McConnell said that decisions on the TPP would be left up to President-elect Donald Trump and his administration. On the campaign trail, Trump admonished the agreement as a “disaster” and a “rape of our country.”

The TPP will likely be the “first casualty” of Trump’s presidency, explained Ruan Zongze, a former Chinese diplomat now affiliated with the China Institute of International Studies.

Seeing opportunity as the TPP, which excludes China, faces seemingly insurmountable obstacles, China is preparing to promote its alternatives.

China reportedly intends to advance the Free Trade Area of the Asia Pacific (FTAAP) and the Regional Comprehensive Economic Partnership (RCEP) at the Asia Pacific Economic Cooperation meeting scheduled for Nov. 19-20.

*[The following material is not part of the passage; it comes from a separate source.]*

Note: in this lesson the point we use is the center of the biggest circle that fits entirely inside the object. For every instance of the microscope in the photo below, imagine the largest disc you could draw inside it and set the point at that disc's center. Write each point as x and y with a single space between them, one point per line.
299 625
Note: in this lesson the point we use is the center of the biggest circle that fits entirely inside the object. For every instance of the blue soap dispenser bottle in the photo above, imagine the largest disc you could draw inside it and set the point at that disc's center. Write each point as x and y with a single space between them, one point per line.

“Trade and investment protectionism is rearing its head, and Asia-Pacific faces insufficient momentum for internal growth, and difficulties in advancing reforms,” China’s Vice Foreign Minister Li Baodong said during a press conference. “China believes we should set a new and very practical working plan, to positively respond to the expectations of industry, and sustain momentum and establish a free trade area in Asia-Pacific at an early date.”

“China is always positively advancing work on its own regional free-trade strategy. We, indeed, are continuously and positively advancing RCEP negotiations,” China’s deputy international trade representative Zhang Xiangchen explained during the briefing.

China is likely to take control of regional free trade negotiations for the Asia-Pacific region if Obama’s TPP falls through. Such an outcome is likely to significantly boost China’s economic power in the region.

The FTAAP and RCEP may not be the only Chinese-led economic projects that gain momentum as Trump prepares to take office.

Trump’s national security adviser James Woolsey reportedly called the Obama administration’s opposition to China’s Asia Infrastructure Investment Bank (AIIB) a “strategic mistake” in a letter to the South China Morning Post. He also indicated that the incoming Trump administration may take a “much warmer” approach to the massive New Silk Road project, which involves building a land-based Silk Road Economic Belt and a 21st-Century Maritime Silk Road and focuses on the development of a transcontinental trade network with China at its heart.